When touch loses its thrill, it means you’re losing a vital connection with your partner.

6) You’re not drawn to their scent

I had a partner once whose smell I found absolutely intoxicating.

It wasn’t their cologne or any particular product they used – it was just them.

Their natural scent was something I found myself drawn to, something I missed when they were away.

But in another relationship, I found that I didn’t have the same reaction.

Their scent wasn’t off-putting, but it didn’t draw me in either. It was just… neutral.

At first, I dismissed it as irrelevant.

But over time, I realized that this lack of attraction to their natural scent was indicative of a deeper issue – our physical chemistry wasn’t as strong as I had initially thought.

Interestingly, a recent study suggests that disliking your partner’s body odor (BO) could actually be linked to how committed you feel in the relationship.

The research found that people who were more committed to their relationship tended to rate their partner’s BO more positively, while those who were less committed and considering a breakup were more likely to find their partner’s BO unpleasant.

It seems that your attraction to your partner’s scent might be more connected to your feelings about the relationship than you realize.

So, if you find that you’re indifferent to your partner’s natural scent, or even repelled by it, take note.

It may seem like a small thing, but it can be an indicator of your overall physical chemistry and perhaps even how committed you feel.

7) Lack of desire for physical closeness

In a relationship, the desire for physical closeness is a strong indicator of physical chemistry.

This doesn’t necessarily mean sexual intimacy; it can be as simple as wanting to cuddle on the couch, hold hands, or just be near each other.

If you find that you’re more comfortable being apart than together, or if you don’t crave that physical closeness with your partner, it could be a sign that the physical chemistry is lacking.

Keep in mind that everyone has different needs when it comes to physical closeness.

But if there’s a noticeable lack of desire for it in your relationship, it’s worth paying attention to.

It could signal that there’s something missing in your physical connection.

8) You don’t feel a pull towards them

Physical chemistry is often described as a magnetic pull – a force that draws you towards someone else, even when you’re not physically touching.

If you find that you don’t feel this pull towards your partner, it could be a sign of lacking physical chemistry.

It’s not something that can be forced or faked. It’s a natural, instinctive reaction that either exists or it doesn’t.

This pull makes you feel drawn to someone on a deeper level, feeling connected to them in a way that goes beyond words.

If this feeling is missing in your relationship, it might be time to evaluate your physical connection.

Final thoughts

Looking back, I can see how those little signs added up.

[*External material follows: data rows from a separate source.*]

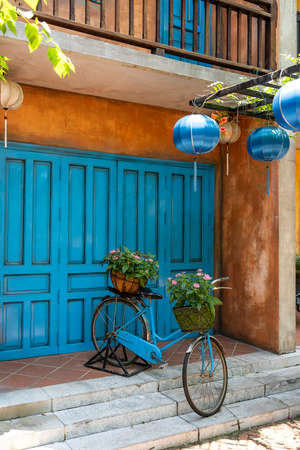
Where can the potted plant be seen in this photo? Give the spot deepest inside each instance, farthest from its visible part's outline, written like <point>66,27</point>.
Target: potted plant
<point>194,303</point>
<point>130,271</point>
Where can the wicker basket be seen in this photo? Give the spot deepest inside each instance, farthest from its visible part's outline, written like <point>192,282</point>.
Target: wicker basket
<point>189,318</point>
<point>131,286</point>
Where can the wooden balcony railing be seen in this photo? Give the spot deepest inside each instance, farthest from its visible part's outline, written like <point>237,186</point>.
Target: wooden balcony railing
<point>234,34</point>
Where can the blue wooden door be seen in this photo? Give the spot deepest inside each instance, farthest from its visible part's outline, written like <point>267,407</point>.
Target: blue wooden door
<point>88,232</point>
<point>61,213</point>
<point>188,26</point>
<point>29,237</point>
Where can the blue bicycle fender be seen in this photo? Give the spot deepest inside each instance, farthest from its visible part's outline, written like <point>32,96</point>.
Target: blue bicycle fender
<point>144,349</point>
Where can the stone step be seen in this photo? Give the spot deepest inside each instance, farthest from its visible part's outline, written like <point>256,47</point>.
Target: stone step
<point>190,428</point>
<point>133,410</point>
<point>27,432</point>
<point>82,393</point>
<point>248,387</point>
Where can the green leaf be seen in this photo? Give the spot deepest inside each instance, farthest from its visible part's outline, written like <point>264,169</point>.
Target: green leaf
<point>60,62</point>
<point>33,35</point>
<point>3,28</point>
<point>32,4</point>
<point>12,27</point>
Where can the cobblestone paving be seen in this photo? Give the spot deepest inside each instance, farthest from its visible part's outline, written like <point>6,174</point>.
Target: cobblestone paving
<point>281,436</point>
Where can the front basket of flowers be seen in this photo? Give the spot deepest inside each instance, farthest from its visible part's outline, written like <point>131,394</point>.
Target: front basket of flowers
<point>193,300</point>
<point>130,271</point>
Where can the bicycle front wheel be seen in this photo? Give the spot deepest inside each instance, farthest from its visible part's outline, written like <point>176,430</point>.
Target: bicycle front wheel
<point>110,315</point>
<point>205,379</point>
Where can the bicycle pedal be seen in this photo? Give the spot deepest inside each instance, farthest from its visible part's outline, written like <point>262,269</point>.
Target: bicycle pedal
<point>163,365</point>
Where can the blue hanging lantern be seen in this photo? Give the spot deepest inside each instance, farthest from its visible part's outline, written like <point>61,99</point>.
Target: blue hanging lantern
<point>286,106</point>
<point>196,134</point>
<point>268,144</point>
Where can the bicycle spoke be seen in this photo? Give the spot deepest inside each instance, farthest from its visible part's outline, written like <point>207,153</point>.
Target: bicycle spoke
<point>207,395</point>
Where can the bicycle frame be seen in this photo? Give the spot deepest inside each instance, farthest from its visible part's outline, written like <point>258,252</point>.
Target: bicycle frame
<point>150,352</point>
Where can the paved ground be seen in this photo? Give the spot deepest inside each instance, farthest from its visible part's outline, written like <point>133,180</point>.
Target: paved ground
<point>281,436</point>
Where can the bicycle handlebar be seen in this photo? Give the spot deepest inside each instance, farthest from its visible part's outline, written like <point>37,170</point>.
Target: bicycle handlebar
<point>220,279</point>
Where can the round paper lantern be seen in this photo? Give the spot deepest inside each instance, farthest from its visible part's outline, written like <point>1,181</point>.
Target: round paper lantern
<point>231,133</point>
<point>11,97</point>
<point>268,144</point>
<point>196,134</point>
<point>286,106</point>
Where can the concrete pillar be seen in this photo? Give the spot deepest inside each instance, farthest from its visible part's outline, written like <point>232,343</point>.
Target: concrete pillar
<point>287,196</point>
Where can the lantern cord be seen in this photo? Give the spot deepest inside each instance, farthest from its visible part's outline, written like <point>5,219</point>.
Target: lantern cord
<point>195,175</point>
<point>227,161</point>
<point>5,127</point>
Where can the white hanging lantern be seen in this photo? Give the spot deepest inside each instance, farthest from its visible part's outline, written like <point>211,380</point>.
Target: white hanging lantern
<point>230,133</point>
<point>11,97</point>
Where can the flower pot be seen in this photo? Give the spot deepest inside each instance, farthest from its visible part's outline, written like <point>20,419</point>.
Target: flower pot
<point>189,318</point>
<point>130,286</point>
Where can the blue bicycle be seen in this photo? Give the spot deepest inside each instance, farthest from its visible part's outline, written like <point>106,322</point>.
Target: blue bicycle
<point>122,332</point>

A missed touch here, an awkward kiss there, and soon enough, I realized our physical chemistry wasn’t where it needed to be.

And that’s okay—relationships are complicated, and chemistry can sometimes fade without us even noticing.

It doesn’t mean things have to end, but it does open up a space for honest conversations and maybe even a chance to rebuild that connection.

Every relationship is unique, and it’s worth exploring what works for both of you.

So, take a moment to check in with yourself. If these signs hit close to home, it’s not the end of the world—it’s just a chance to rethink and maybe rekindle what’s there.

Trust me, paying attention to the little things can make all the difference.

After all, every relationship is unique, shaped by the individuals involved and their unique chemistry – both physical and emotional.

Understanding this complexity is a journey in itself, one that can lead to deep self-discovery and personal growth.

So take some time to reflect on these signs.

Listen to what your body and heart are telling you. And know that acknowledging these feelings is a huge opportunity for growth.